Al frente del tinglado estuvo su vocalista desde 2009, el yanqui Mark Tornillo, de 63 años, quien se halla en mejor forma que el mítico cantante de Accept, Udo Dirkschneider de 65 orondos años y en peor forma física y vocal. Con esta formación base Accept llevan funcionando desde su reencarnación definitiva en 2009 (y desde 2015 tienen guitarra y baterista nuevos) y en la Santana 27 dieron un conciertazo de 22 temas (contabilizando el solo de guitarra a solas a cargo de Wolf) en 125 minutos (saludos incluidos y rematados en voluntarioso español por el batería espetando: «Bilbao, muchas gracias, Accept ti amo»).

Accept abriendo fuego con 'Die By The Sword / Morir por la espada'.
Accept abriendo fuego con 'Die By The Sword / Morir por la espada'. / OSCAR CUBILLO

El show en sí cursó a nivel altísimo, aunque en la segunda parte dosificaron más las fuerzas, dilataron los desarrollos ambientales y cedieron más coros al respetable (pero sin pedirlo de modo obvio, ¿eh?). Y es que de todos modos habría resultado imposible mantener dos horas de bolo con la intensidad del arranque, cinco trallazos en 25 minutos sin parar ni hablar, revelando todas las cartas, o sea las poses, los pódiums y los chorros de humo. Cayeron en el prólogo noqueador 'Die By The Sword' (la que abre su último disco, 'The Rise Of Chaos', el que divulgan en esta gira mundial y del que sonaron 5 de sus 10 cortes), 'Stalingrad' (con el flamear de la bandera de Accept en manos de Tornillo), la cabalgata de 'Restless And Wild', la chuleta y sinuosa 'London Leatherboys', y quizá la cima de la cita, 'Breaker' y su fondo speed metal (aquí la peña enloqueció y se puso a corear, a tocar guitarras invisibles…).

Antes de la sexta pieza saludó Tornillo, informó que era la tercera noche seguida en carretera por 'España' (la nombró en castellano) y aseguró que éste era de sus sitios favoritos para actuar porque el público está 'fucking crazy' (puto loco, podríamos traducir). Y entonces encadenaron las otras cuatro piezas de la novedad: 'The Rise of Chaos' (abajo colamos el clip), un 'Koolaid' que imitó en parte el 'Thunderstruck' de AC/DC, un 'No Regrets' que pareció metal vikingo y un 'Analog Man' otra vez deudor de AC/DC.

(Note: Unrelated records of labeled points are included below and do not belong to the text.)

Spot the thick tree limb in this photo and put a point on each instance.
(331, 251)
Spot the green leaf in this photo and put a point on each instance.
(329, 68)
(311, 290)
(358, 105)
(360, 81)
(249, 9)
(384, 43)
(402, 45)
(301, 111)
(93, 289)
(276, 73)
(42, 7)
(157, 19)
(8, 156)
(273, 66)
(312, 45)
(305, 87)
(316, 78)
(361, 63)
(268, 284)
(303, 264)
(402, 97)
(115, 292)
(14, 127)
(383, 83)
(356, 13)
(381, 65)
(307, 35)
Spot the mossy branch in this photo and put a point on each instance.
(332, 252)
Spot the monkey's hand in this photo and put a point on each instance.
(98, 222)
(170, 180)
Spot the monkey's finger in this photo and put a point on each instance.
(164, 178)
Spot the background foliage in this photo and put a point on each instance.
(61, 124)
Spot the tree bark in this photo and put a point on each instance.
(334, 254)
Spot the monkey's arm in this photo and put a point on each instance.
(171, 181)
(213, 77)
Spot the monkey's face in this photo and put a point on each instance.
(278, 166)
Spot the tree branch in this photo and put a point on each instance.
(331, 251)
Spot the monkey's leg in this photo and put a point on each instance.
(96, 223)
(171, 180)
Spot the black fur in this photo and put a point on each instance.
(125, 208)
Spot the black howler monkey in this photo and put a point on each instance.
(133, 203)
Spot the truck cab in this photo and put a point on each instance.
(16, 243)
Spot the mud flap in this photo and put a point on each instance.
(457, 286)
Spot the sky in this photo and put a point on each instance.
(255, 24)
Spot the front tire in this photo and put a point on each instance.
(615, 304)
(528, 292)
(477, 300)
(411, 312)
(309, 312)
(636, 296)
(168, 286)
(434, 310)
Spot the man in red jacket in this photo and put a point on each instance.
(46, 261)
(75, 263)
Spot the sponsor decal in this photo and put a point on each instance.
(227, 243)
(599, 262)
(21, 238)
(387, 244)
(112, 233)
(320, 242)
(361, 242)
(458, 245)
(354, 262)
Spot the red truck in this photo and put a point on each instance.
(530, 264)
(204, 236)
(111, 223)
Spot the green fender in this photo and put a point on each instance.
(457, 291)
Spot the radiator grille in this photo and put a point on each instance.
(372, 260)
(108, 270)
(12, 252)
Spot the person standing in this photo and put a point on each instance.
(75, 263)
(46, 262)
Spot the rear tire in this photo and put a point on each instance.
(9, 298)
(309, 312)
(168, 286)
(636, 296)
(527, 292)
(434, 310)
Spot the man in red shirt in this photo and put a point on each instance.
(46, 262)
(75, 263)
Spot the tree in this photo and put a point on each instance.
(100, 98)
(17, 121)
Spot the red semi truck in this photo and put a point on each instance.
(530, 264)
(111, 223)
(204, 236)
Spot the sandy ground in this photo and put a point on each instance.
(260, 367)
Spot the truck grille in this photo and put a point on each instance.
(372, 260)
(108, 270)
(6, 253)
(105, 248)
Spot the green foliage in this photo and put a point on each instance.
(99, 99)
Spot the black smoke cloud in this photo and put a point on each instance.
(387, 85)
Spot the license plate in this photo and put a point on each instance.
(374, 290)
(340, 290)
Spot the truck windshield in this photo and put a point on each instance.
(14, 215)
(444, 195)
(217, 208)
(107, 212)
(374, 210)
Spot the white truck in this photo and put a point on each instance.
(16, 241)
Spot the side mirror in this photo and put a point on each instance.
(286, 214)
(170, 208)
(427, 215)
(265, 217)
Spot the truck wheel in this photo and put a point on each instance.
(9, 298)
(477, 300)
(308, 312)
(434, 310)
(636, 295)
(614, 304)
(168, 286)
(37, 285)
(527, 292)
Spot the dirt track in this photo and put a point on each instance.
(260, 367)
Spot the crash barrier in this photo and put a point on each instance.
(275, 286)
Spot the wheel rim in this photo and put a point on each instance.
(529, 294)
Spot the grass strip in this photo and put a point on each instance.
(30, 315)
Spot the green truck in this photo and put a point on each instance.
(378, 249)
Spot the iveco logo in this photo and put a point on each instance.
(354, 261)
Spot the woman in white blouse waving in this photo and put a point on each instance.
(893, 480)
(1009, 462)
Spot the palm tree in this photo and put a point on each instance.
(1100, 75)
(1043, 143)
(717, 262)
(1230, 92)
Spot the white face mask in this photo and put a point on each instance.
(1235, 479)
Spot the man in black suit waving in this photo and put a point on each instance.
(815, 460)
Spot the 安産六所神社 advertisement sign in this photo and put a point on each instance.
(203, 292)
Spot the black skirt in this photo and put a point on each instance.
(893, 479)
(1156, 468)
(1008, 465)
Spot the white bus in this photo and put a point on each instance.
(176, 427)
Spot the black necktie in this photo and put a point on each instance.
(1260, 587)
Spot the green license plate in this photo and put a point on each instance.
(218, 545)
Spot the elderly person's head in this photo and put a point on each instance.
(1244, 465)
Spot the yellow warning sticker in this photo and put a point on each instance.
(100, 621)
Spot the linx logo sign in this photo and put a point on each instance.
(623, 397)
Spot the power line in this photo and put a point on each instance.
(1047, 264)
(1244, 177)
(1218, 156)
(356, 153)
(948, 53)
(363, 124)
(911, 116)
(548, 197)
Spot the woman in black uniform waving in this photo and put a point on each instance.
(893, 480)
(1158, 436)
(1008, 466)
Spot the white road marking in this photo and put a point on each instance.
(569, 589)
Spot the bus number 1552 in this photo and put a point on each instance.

Tras el solo guitarrista del calvo Wolf Willis (el jefe del quinteto es el único que no luce melenas, pero sigue colando tramos de música clásica en sus punteos) llegó la canción menos vibrante del lote ('Neon Nights', vía Scorpions, un medio tiempo ahí colocado para dosificar fuerzas arriba y abajo del tablado), pero a continuación y hasta el final Accept siguieron acertando en la diana ('Princess Of The Dawn' a lo Judas Priest ambientales, el cimbreo acedecesco de 'Up To The Limit', el desarrollo Thin Lizzy de 'Pandemic') hasta llegar al epílogo con sus hits de ayer (el speed 'Fast As A Shark', el coreado 'Balls To The Wall') y de hoy (el guerrero 'Teutonic Terror', de 2010, de su disco 'Blood Of The Nations', el primero de su nueva etapa, que ojalá dure muchos años y a este nivel).